The Edge, in its most basic form, is a 10.1-inch tablet with the specs of a mid-level gaming machine. At its cheapest, that’s an Intel Core i5 processor, Nvidia GT640M LE GPU, 4GB of DDR3 RAM, and a 64GB SSD, all for $999. Bump that to $1,299 and you’ll double the SSD’s storage and the RAM, and replace the i5 with an i7 processor. That’s powerful enough to run Dishonored and Dirt Showdown with tough settings, smoothly.

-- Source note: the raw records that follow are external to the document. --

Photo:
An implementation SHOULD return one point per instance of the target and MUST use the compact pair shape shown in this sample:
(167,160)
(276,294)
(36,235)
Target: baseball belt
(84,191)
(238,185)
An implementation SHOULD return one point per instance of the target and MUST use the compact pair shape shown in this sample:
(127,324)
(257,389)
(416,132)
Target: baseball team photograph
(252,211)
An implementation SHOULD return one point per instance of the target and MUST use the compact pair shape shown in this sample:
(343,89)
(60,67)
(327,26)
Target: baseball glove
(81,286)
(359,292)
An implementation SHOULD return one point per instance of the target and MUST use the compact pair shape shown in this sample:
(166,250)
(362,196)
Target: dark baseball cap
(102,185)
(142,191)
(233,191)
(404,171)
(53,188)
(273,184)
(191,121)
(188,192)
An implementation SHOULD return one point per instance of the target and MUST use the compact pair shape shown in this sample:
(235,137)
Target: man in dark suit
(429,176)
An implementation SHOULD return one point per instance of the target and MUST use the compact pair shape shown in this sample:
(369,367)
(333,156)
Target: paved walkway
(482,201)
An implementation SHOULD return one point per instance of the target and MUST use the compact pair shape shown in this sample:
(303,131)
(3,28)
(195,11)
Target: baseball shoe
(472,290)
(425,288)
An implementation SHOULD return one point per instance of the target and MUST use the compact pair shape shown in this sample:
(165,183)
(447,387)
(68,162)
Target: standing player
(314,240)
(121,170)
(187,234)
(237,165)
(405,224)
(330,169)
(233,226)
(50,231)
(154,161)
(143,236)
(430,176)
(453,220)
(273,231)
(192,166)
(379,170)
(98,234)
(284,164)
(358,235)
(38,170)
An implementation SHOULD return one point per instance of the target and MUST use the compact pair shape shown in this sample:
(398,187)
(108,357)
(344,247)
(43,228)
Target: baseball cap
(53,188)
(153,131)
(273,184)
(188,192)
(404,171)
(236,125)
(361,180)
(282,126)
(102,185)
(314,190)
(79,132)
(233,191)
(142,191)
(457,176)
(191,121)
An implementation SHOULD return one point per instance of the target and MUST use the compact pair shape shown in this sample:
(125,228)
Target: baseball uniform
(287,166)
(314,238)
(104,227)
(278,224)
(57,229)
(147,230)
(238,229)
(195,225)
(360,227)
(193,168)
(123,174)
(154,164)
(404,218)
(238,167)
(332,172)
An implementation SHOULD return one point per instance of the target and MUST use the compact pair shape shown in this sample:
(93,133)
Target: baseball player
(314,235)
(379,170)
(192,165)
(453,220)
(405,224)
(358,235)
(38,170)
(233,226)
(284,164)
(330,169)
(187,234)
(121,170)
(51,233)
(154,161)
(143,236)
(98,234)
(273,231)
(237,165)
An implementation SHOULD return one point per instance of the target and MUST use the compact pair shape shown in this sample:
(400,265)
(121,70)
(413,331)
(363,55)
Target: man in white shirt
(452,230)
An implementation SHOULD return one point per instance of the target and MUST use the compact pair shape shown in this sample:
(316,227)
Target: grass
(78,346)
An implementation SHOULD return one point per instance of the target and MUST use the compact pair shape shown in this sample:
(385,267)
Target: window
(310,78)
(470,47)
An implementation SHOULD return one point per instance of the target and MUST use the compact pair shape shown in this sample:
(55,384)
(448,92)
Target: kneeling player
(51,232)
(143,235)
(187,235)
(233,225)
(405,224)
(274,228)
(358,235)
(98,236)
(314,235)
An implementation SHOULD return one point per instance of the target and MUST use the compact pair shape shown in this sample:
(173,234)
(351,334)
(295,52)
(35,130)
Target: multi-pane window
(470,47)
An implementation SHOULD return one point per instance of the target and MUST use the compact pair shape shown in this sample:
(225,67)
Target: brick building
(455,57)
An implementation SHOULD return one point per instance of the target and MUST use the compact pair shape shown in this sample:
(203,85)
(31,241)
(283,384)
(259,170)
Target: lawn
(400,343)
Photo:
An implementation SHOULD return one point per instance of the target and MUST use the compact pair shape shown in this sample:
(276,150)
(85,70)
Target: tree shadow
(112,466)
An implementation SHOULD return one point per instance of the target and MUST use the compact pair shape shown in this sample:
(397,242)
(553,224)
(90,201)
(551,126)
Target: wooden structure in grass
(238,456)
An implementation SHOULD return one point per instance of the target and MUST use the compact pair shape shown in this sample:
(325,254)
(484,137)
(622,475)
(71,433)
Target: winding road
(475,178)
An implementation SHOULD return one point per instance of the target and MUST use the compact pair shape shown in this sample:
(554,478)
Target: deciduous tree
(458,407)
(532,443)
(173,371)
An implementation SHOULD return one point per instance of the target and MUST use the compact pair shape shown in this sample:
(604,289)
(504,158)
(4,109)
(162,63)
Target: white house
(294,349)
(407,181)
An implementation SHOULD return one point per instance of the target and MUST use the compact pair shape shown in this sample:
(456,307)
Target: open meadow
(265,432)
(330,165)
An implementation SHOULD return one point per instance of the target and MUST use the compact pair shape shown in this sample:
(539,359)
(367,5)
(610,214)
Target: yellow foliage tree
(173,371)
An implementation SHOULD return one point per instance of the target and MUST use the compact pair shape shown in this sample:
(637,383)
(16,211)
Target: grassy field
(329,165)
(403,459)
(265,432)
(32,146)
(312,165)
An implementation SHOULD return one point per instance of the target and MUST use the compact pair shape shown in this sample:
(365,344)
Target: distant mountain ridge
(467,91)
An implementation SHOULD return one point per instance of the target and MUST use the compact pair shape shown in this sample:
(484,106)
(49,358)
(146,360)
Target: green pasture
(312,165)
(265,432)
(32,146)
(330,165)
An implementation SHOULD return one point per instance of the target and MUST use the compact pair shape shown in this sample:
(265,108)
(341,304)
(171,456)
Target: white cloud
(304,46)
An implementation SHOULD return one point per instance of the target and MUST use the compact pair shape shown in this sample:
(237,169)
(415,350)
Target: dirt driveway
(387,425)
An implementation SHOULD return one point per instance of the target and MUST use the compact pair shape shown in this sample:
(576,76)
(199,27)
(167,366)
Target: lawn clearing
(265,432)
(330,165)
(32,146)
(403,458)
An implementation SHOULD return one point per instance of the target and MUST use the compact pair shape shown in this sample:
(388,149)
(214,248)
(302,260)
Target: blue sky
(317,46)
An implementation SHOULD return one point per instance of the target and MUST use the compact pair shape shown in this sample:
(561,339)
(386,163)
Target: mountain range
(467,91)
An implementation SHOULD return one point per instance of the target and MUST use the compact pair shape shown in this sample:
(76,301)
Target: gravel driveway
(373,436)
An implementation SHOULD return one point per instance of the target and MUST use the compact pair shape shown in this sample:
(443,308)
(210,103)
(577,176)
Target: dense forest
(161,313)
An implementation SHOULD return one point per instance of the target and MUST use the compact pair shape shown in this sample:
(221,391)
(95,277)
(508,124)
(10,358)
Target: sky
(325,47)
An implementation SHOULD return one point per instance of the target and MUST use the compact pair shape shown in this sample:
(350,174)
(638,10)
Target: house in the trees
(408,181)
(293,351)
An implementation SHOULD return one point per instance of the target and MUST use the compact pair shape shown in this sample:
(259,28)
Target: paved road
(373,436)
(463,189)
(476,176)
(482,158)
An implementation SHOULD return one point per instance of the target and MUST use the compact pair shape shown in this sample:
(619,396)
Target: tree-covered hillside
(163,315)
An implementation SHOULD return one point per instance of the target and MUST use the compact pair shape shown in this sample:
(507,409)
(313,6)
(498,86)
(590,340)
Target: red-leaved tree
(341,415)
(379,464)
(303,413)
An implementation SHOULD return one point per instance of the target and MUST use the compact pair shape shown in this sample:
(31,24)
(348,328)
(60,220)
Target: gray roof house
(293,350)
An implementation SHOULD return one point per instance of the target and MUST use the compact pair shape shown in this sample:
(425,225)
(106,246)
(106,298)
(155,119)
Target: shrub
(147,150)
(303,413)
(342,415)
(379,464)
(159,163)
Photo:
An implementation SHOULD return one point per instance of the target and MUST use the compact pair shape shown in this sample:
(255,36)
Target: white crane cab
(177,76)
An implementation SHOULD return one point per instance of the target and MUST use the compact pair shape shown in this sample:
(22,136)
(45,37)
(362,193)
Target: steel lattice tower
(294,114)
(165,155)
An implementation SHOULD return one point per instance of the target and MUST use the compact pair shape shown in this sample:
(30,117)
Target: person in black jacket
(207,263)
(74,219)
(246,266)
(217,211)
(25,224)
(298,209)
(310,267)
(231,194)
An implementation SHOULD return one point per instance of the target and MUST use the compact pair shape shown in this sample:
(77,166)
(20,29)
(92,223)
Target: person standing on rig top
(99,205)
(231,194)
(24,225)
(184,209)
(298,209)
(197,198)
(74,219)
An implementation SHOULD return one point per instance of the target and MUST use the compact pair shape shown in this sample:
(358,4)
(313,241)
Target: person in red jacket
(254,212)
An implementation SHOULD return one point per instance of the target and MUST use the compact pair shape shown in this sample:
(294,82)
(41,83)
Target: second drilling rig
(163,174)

The hardware is nice; it’s chubbier than I expected, but not particularly heavy. It’s not iPad-thin, but then, it’s far more powerful than an iPad, and I didn’t find it wildly uncomfortable to hold. The build quality seems sturdy, though a bit plasticky, with a nice little curvy bulge to the back. But where it really gets interesting is in the accessories. There’s a keyboard sleeve, which is kind of small but okay to type on, a dock for outputting to a monitor or TV, and a joystick attachment that really impressed me, pictured up top. It gives you two joysticks, a D-pad, four face buttons, and six shoulder buttons, comfortably laid out, plus force feedback vibration. It turns the tablet into some kind of hyper-powered Wii U controller.

I did find that with the joysticks attached, the Edge was a little heavy to play like a Nintendo DS for long periods of time. But performance was impressively smooth, the screen is awesome–much better quality than the Microsoft Surface’s–and playing games like this was really fun. That was the key takeaway–companies have been trying for awhile now to make gaming tablets, and mostly, they run Android, which is an immature and limited gaming platform. But not Windows! Give a tablet the full breadth of Windows games and some solid software, and you’ve got a very impressive gadget.

I could easily see recommending this for a gamer interested in a new, non-crazily-priced Windows machine. The price strikes me as pretty fair, actually; no way could you get a system anywhere near as portable with anywhere near the gaming performance of this thing. We’ll keep you updated once we get our review unit in, probably later this month.